# Canon EF 16-35 F4 is shipping today



## RGF (Jun 20, 2014)

got notice from B&H that the lens will ship today. Tried to cancel my order at Canon Direct and was told it was too late, I would need to return it


----------



## dlleno (Jun 20, 2014)

Mine is arriving 27th. Canceled my amazon order without issue.


----------



## brad-man (Jun 20, 2014)

Mine is/was supposed to ship from Canon today. So far all I've gotten is an invoice (with an unscanned FedEx tracking number) for my free "100 Million EF Lens Gift Set" T-shirt along with a message that my order is "ready to ship". I am underwhelmed.


----------



## Random Orbits (Jun 21, 2014)

brad-man said:


> Mine is/was supposed to ship from Canon today. So far all I've gotten is an invoice (with an unscanned FedEx tracking number) for my free "100 Million EF Lens Gift Set" T-shirt along with a message that my order is "ready to ship". I am underwhelmed.

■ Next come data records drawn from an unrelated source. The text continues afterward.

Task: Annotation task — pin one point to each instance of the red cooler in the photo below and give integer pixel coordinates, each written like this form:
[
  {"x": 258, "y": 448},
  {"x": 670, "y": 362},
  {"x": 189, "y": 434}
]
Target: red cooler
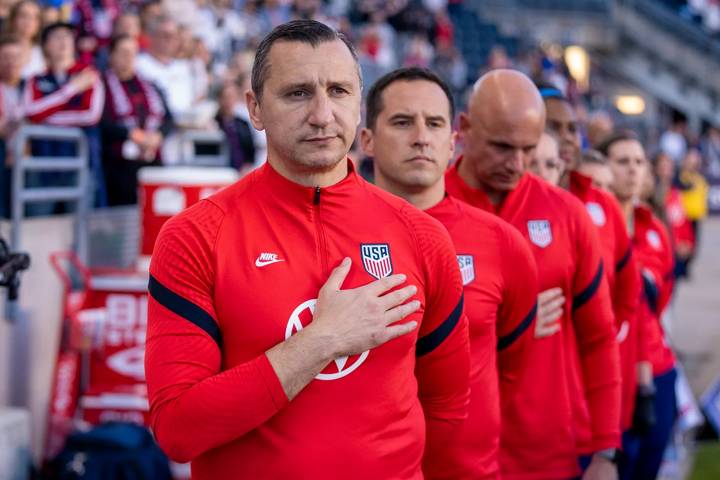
[{"x": 166, "y": 191}]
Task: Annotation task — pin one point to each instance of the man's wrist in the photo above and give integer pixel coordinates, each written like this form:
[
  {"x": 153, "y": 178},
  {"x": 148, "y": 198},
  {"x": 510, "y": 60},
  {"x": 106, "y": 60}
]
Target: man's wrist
[
  {"x": 612, "y": 455},
  {"x": 323, "y": 345}
]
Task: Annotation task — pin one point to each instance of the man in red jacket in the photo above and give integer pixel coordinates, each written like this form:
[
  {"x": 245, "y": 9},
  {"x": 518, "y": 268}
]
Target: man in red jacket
[
  {"x": 621, "y": 272},
  {"x": 409, "y": 135},
  {"x": 645, "y": 444},
  {"x": 68, "y": 94},
  {"x": 500, "y": 131},
  {"x": 280, "y": 344}
]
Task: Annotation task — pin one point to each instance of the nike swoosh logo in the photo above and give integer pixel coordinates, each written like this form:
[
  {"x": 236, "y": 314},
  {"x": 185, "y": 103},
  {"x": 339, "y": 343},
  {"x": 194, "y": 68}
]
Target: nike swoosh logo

Patience. For some reason Canon is shipping the gift set and lens separately. I got the shipping number for the lens a few hours after the gift set.


----------



## brad-man (Jun 21, 2014)

Random Orbits said:


> brad-man said:
> 
> 
> > Mine is/was supposed to ship from Canon today. So far all I've gotten is an invoice (with an unscanned FedEx tracking number) for my free "100 Million EF Lens Gift Set" T-shirt along with a message that my order is "ready to ship". I am underwhelmed.
> ...



Patience ;D ;D ;D

Are you kidding? I've been waiting for a sharp ultrawide zoom from Canon for years! I'm afraid I won't rest easy until the package has been scanned so I know it"s really been shipped, and not just sitting on the loading dock. I also got the tracking # for the lens a few hours later.


----------



## Photo Geek (Jun 24, 2014)

I ordered mine form The Imaging World in NY yesterday, and got my lens today. (Canceled my amazon pre-order)


----------



## dlleno (Jun 24, 2014)

Photo Geek said:


> I ordered mine form The Imaging World in NY yesterday, and got my lens today. (Canceled my amazon pre-order)



Funny. Amazon must be low on the totem pole, as I had to cancel my pre-order with them as well. I got an "error" from UPS that delayed my shipment until next week but that was not B&Hs fault.


----------